Prior to launching his rap career, J-Hope was a member of the underground dance team Neuron, and was subsequently well known as a competitive street dancer. This eventually led him to audition as a k-pop idol trainee, where he was discovered by Big Hit Entertainment CEO Bang Si-hyuk. J-Hope trained under Big Hit Entertainment for three years alongside members RM and Suga before making his debut as a member of BTS in 2013. Joining BTS as a dancer with no prior rap or music production experience, J-Hope initially did not care for music and found his eventual interest in songwriting and production surprising. He cited his experience coming to Big Hit as an idol trainee as a major cause behind his eventual interest. In a broadcast for Naver's V Live, he explained that "I came to Seoul [as a dancer] and met many friends who could rap, like RM, Suga, and [Big Hit Entertainment producer] Supreme Boi, and learned so much from those friends... I think that's how I learned to really love music". Largely due to this inexperience, J-Hope felt that, since BTS' debut, he had been nervous about sharing his music publicly. The release of Hope World, however, felt like a "new beginning".

The first mention of a potential mixtape by J-Hope came in a concept book paired with the BTS album Wings, released on October 16, 2016. In an interview portion of the booklet, he was asked if he had any intention of releasing his own mixtape as the other rappers in BTS had done prior. He stated that he was "thinking about it". J-Hope later cited this interest in his solo work, as well as general praise for music he produced, as a major motivation for the creation of Hope World, labeling it "stimulating". The mixtape is intended to serve as an introduction to the rapper, and his musical style, as well as a culmination of his musical skills up to the point of release. On a personal level, he intended it to express the candid emotions he felt during his time as a producer:

The reason I made the mixtape was because it was kind of like a dream for me... to make and play a song that I made about myself. I wanted to play it for many people. And for the longest time, I worked on it and invested in that dream, and I studied a lot and wrote songs, researched to make it happen so I could figure out a way that many fans and the public who don't know about J-Hope can all enjoy my music. So first and foremost the reason why I made [Hope World] was because I wanted it so badly.

In 2017, J-Hope revealed that the mixtape had begun production, and that he planned to release it only when he felt it was ready. On January 3, 2018, RM mentioned the mixtape in a broadcast for V Live, mentioning that J-Hope had been working on its production, stating that he was "really surprised" by its quality and told fans to look forward to it. In February, J-Hope teased the mixtape in post directed to fans on BTS' Daum portal, writing that "[the mixtape] is soon. Real soon". Following this, he hosted his own V Live broadcast on February 18, reaffirming that the mixtape would be released "soon", but no date was given. Later, on February 28, J-Hope posted various clips of him working on the mixtape to the BTS Twitter page with the text "Hope World". The mixtape's release date was eventually announced through Big Hit Entertainment on February 23. After the announcement, J-Hope posted teaser videos of the mixtape's production.

On February 23, 2018, Big Hit Entertainment announced the release of J-Hope's debut mixtape set for March 2 via a press release. On March 2, 2018, Hope World was released for digital purchase and streaming and for free via links on BTS' Twitter in conjunction with a music video for "Daydream". J-Hope released a follow-up music video for "Airplane" on March 7. Aside from interviewing for Time, J-Hope did not further promote the mixtape.

For Hope Worlds three-year anniversary, J-Hope released a full, three-minute long version of its closing track "Blue Side (Outro)" on March 1, 2021—it was uploaded to the BTS SoundCloud page for free.
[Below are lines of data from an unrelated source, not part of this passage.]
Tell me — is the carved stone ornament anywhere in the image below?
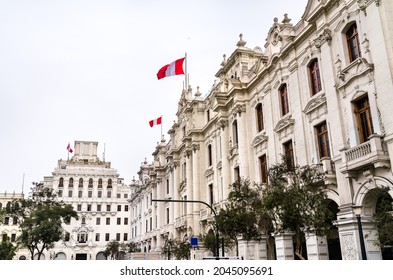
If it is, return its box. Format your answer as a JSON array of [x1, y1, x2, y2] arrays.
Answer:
[[314, 28, 332, 49]]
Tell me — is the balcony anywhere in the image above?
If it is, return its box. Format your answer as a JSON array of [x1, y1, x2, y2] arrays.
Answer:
[[340, 134, 390, 173], [175, 216, 187, 228]]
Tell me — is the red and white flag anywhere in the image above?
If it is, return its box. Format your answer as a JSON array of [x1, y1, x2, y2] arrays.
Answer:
[[67, 143, 74, 153], [149, 116, 162, 127], [157, 57, 186, 79]]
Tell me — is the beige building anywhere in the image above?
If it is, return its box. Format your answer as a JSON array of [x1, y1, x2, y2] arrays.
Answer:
[[131, 0, 393, 259]]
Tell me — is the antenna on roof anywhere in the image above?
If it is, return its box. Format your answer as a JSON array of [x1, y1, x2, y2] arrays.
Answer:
[[102, 143, 105, 162], [22, 173, 25, 193]]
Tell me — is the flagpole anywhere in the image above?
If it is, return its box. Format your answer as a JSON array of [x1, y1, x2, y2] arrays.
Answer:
[[184, 52, 188, 90]]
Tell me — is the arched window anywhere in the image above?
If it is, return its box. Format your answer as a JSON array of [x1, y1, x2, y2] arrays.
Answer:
[[68, 178, 74, 188], [308, 59, 322, 95], [279, 84, 289, 116], [255, 103, 264, 132], [345, 23, 362, 62], [354, 96, 374, 143], [207, 144, 213, 166]]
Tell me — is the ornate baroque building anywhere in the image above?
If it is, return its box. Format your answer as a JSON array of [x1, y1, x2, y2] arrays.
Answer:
[[38, 141, 130, 260], [130, 0, 393, 259]]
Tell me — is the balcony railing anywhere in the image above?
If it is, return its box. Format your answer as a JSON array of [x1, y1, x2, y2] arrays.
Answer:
[[340, 134, 390, 172]]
== Development and music ==
Inspired by Jules Verne's 1870 novel Twenty Thousand Leagues Under the Seas which captivated J-Hope as a child, the groovy track "Hope World" opened the mixtape with the sound of someone submerging, serving as "an introduction to people who are brand new to [him] with [him] as Captain Nemo showing [listeners] around just as the submarine in the book cruised around the world's oceans." The following track "P.O.P (Piece of Peace) Pt. 1" embodied J-Hope's name and wish to "become...hope for someone in the world — not even some grandiose peace but just a small shard of it." In the 90s-vibing "Daydream" with its lazy vocals and bouncing bass line, J-Hope desired to emphasize "the ordinary guy named Jung Ho-seok" behind J-Hope's public persona and used the track as "an outlet to talk about the desires and wishes that every person in the world has but [he has] to hold down and cover up." Flexing over scratch sounds in the trap "Base Line", J-Hope revealed how he started in music and his gratitude for his life and work, leading into the track "Hangsang" where he playfully flaunted his success and his camaraderie with his bandmates. Inspired by an airplane flight in first-class where "it dawned on [him] that [he] was...in the seat and living the glorious life [he'd] only dreamed about when [he] was young, and had somehow gotten used to now", J-Hope reflected on his success in the track "Airplane" before closing the mixtape with the atmospheric, melancholic track "Blue Side (Outro)".

== Critical reception ==
Kim Do-heon of IZM rated the mixtape 2.5 out of 5 stars. He wrote that it shows J-hope's potential rather than his full capacity as an artist.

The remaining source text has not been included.